I've never seen sliced blue cheese. Had a blue cheese burger at Hooters once. Nasty, too much cheese.

I don't press the patties just season the meat, shape and put on the grill. No middle indentation, tried it but it didn't work for me or so I thought. Good meat, good seasoning, even thickness, hot fire, cook quickly, no shrinkage. Perfect.


----------



## wooleybooger (Feb 23, 2019)

ClarenceBauer said:


> All the Hamburger cookers need to follow the method used by Dyer's in Tenn.
> They have saved the grease for 103 years & use it to cook their burgers each day.
> When they open a new restaurant there is a police escort to the new location to deliver the grease.

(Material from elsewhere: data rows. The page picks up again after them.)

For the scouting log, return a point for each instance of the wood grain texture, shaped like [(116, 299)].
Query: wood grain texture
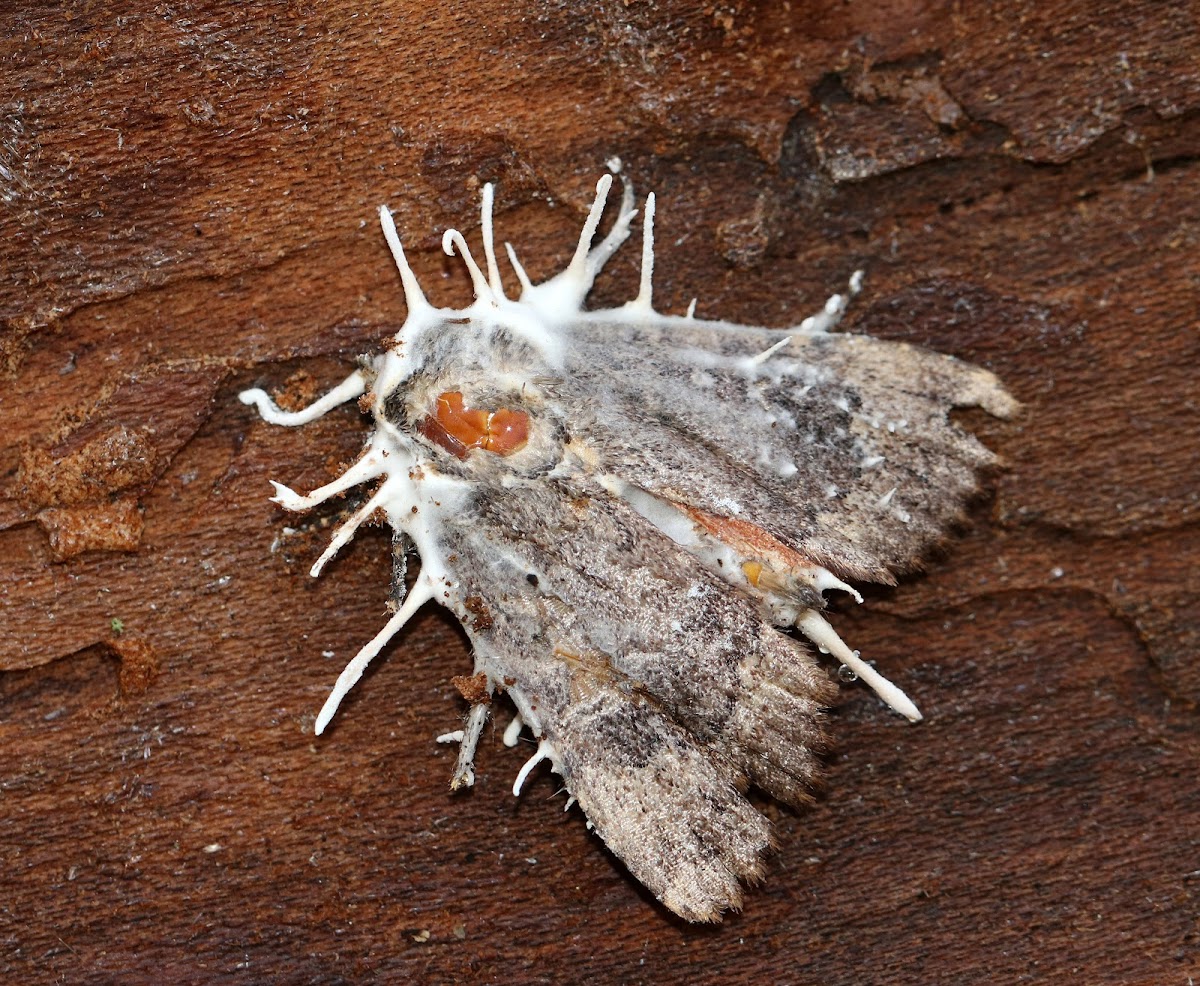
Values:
[(189, 197)]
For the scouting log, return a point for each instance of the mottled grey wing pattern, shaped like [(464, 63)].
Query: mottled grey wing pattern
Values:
[(663, 695), (619, 505), (839, 445)]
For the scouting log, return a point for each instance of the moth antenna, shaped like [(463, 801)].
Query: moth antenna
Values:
[(351, 389), (526, 283), (366, 468), (453, 240), (814, 626), (545, 752), (619, 232), (646, 288), (347, 530), (768, 353), (420, 594), (414, 298), (468, 739), (493, 270)]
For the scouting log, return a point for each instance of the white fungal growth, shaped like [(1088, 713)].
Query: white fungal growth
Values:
[(419, 500)]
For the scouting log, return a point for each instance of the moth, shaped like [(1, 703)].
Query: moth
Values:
[(623, 507)]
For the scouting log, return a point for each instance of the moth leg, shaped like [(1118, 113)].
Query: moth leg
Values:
[(365, 469), (351, 389), (815, 626), (467, 739)]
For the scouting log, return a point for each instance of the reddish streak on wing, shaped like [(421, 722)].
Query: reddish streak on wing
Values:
[(749, 541), (459, 428)]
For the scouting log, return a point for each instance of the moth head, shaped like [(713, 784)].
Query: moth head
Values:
[(468, 421)]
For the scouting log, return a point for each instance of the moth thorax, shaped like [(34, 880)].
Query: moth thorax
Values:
[(459, 427)]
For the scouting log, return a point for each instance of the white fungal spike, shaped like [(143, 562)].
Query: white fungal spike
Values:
[(366, 468), (493, 269), (420, 594), (513, 731), (814, 626), (834, 308), (545, 752), (414, 298), (453, 241), (579, 266), (673, 448), (619, 232)]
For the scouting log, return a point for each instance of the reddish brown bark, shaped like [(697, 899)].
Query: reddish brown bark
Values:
[(189, 209)]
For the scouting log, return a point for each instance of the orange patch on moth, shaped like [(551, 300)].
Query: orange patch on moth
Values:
[(459, 428)]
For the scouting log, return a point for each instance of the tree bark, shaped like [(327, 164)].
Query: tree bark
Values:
[(190, 197)]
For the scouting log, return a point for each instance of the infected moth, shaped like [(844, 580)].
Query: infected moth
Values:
[(622, 507)]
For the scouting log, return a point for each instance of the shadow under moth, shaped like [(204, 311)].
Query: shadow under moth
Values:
[(622, 506)]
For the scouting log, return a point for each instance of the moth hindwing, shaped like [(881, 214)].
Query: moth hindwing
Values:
[(623, 506)]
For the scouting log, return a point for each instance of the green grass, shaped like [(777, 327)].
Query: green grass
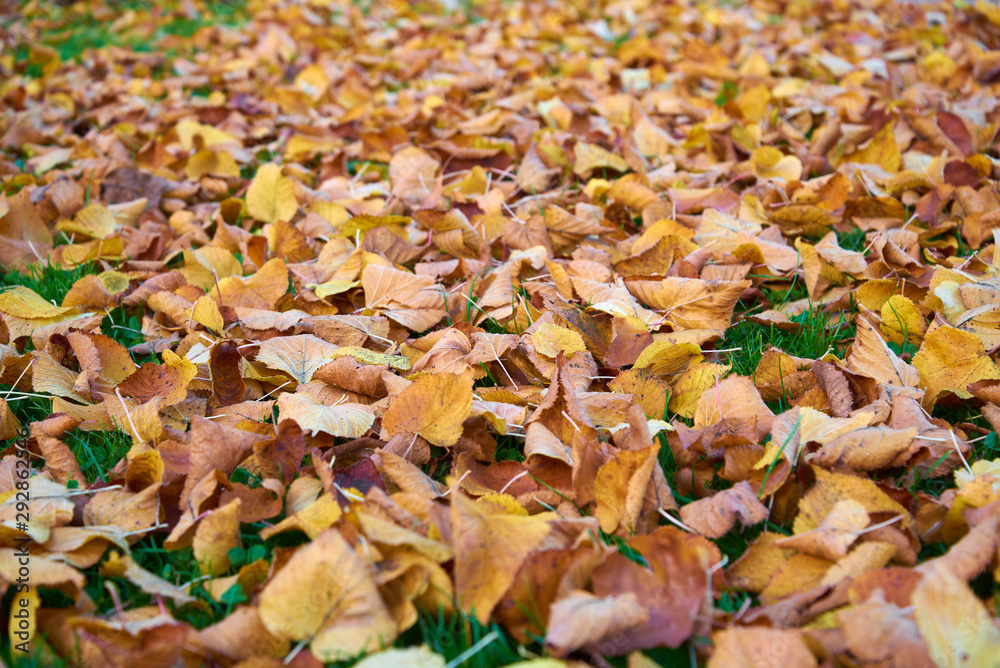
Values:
[(815, 338), (72, 32), (51, 282)]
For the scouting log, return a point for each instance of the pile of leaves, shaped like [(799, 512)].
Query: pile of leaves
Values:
[(608, 329)]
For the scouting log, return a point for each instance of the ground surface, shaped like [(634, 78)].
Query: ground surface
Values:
[(495, 332)]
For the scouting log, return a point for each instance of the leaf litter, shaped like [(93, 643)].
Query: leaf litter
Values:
[(615, 329)]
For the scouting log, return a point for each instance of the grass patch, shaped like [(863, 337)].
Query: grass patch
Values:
[(74, 30), (51, 282), (816, 338)]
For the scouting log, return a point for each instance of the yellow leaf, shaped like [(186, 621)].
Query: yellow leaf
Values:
[(326, 595), (344, 420), (549, 340), (950, 360), (434, 406), (271, 195)]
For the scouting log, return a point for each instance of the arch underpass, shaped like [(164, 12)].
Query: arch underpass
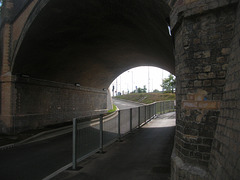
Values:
[(92, 42), (64, 55), (48, 46)]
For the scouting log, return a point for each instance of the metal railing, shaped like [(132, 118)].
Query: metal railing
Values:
[(90, 136)]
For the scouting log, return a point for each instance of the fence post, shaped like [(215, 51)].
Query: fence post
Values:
[(119, 124), (163, 107), (101, 133), (130, 119), (74, 144), (145, 113), (139, 109), (155, 109)]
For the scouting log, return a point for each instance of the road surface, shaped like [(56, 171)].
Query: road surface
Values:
[(142, 155), (125, 104), (37, 160)]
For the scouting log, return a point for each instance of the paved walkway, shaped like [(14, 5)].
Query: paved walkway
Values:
[(142, 155)]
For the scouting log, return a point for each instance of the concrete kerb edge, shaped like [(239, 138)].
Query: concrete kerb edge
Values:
[(131, 101), (70, 164), (28, 140)]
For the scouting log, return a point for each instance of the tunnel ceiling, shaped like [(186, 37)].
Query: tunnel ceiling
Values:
[(92, 41)]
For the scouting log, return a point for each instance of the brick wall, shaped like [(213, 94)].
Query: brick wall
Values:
[(225, 157), (202, 33), (39, 103)]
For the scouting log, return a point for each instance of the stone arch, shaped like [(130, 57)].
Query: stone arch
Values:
[(105, 36)]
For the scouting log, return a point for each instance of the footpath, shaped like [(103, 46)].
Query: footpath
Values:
[(142, 155)]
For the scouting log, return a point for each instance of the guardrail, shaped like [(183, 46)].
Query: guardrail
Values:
[(91, 136)]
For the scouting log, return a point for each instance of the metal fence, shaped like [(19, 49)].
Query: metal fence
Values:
[(91, 135)]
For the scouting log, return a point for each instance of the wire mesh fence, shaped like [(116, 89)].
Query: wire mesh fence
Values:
[(91, 135)]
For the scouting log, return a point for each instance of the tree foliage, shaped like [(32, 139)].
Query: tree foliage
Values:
[(169, 84)]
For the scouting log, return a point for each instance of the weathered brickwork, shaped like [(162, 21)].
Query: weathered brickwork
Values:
[(225, 157), (202, 48), (39, 103)]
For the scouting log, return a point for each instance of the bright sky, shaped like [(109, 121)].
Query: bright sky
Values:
[(138, 77)]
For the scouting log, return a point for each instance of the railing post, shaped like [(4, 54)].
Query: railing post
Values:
[(163, 107), (130, 119), (101, 133), (119, 124), (74, 155), (155, 109), (145, 113), (139, 114)]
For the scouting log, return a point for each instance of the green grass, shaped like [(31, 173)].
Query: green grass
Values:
[(148, 98)]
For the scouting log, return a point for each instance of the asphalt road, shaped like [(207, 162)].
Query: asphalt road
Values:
[(142, 155), (37, 160), (125, 105)]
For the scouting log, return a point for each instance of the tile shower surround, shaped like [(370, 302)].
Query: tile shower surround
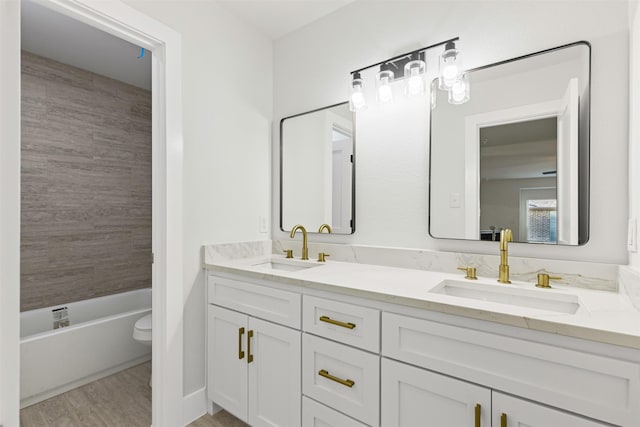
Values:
[(86, 185)]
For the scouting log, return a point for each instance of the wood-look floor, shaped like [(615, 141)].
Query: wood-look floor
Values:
[(120, 400)]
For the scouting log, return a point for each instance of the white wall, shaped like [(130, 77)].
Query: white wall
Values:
[(363, 33), (9, 213), (227, 99), (634, 121)]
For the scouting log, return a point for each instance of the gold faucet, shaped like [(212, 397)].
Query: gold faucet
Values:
[(325, 227), (305, 249), (506, 236)]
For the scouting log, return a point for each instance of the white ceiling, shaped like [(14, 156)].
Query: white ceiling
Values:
[(275, 18), (58, 37)]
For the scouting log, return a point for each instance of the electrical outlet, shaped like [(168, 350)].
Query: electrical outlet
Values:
[(632, 235), (454, 200), (262, 224)]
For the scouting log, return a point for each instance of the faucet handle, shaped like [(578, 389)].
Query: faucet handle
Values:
[(470, 272), (321, 256), (543, 280)]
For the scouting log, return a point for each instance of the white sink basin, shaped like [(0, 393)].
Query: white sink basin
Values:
[(507, 294), (273, 265)]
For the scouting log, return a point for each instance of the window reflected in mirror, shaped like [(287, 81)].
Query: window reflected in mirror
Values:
[(516, 155)]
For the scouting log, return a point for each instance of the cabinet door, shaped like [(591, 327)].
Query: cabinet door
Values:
[(227, 360), (416, 397), (509, 411), (315, 414), (274, 375)]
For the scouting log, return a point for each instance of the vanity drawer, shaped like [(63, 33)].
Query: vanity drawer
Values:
[(350, 324), (593, 385), (259, 301), (315, 414), (341, 377)]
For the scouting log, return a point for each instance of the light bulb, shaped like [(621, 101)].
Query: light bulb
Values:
[(450, 66), (450, 72), (357, 100), (415, 84), (384, 93), (383, 84), (415, 75), (459, 92)]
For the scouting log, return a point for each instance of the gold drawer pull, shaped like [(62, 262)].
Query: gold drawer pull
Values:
[(240, 352), (337, 322), (326, 374), (249, 355)]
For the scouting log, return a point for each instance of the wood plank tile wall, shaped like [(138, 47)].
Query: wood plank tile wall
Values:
[(86, 185)]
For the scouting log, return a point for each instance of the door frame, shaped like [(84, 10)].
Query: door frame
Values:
[(123, 21)]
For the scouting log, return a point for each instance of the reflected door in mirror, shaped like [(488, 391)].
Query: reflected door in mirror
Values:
[(510, 157), (316, 170)]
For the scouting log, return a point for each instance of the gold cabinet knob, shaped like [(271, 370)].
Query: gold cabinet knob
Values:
[(543, 280), (470, 272)]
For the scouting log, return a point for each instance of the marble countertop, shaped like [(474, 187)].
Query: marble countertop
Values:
[(603, 316)]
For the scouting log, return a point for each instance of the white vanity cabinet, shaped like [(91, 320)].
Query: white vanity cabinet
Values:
[(509, 411), (412, 396), (343, 377), (322, 359), (592, 385), (253, 364)]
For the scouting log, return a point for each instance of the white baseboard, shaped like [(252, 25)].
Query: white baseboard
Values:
[(195, 405)]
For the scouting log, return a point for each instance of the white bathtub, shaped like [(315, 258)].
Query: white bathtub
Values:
[(98, 342)]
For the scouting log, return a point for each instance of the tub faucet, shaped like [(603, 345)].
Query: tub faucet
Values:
[(305, 249), (506, 236)]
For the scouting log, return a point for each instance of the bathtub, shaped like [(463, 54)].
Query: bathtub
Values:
[(98, 342)]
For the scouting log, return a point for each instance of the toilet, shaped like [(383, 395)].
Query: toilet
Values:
[(142, 332)]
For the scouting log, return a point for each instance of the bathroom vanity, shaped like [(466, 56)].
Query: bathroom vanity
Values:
[(343, 344)]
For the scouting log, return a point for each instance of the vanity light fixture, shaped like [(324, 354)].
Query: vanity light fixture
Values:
[(384, 93), (413, 68), (450, 66), (415, 72), (459, 91), (357, 100)]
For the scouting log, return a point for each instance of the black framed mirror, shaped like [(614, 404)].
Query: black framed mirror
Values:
[(317, 170), (517, 154)]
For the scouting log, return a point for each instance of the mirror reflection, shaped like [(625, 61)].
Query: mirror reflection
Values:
[(516, 155), (317, 169)]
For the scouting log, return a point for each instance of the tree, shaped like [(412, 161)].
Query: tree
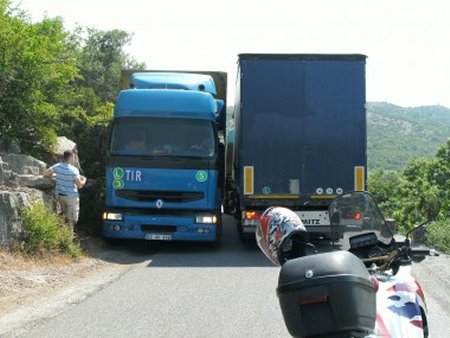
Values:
[(36, 68), (101, 59)]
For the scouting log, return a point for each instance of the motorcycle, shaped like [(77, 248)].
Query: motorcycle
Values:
[(360, 285)]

With proper meat you don't get enough grease to save. JMO.


----------



## Nik333 (Mar 1, 2015)

ClarenceBauer said:


> All the Hamburger cookers need to follow the method used by Dyer's in Tenn.
> They have saved the grease for 103 years & use it to cook their burgers each day.
> When they open a new restaurant there is a police escort to the new location to deliver the grease.



From 103 years ago?


Nowadays, they know overheated grease causes radical free fatty acids that cause the 'greasy spoon restaurants'. Upset stomach & a film of grease all over.


----------



## Colbyt (Jan 27, 2014)

How to make perfect, equal size burgers.


Buy a set of this exact style measuring cups (straight lip). https://www.amazon.com/Stainless-Steel-Measuring-Laxinis-Stackable/dp/B07KDXVMBZ/ref=sr_1_8?crid=3K48MSUWG7LJ3&dchild=1&keywords=ss+measuring+cup&qid=1592482704&sprefix=ss+measuring+%2Caps%2C169&sr=8-8

Turn your 1-3 pounds of meat out onto wax paper and decide what weight burger you want:
1/3 cup = 6/1 patty (2.6oz)
1/2 cup = 4/1 patty (4 oz)
1 cup = 2/1 patty (8oz)


Flatten the meat to slightly thicker than the selected cup. Cut out meat pucks by pressing down like a cookie cutter and set them aside.


Hand press, use a plate to flatten or buy an adjustable burger press.


----------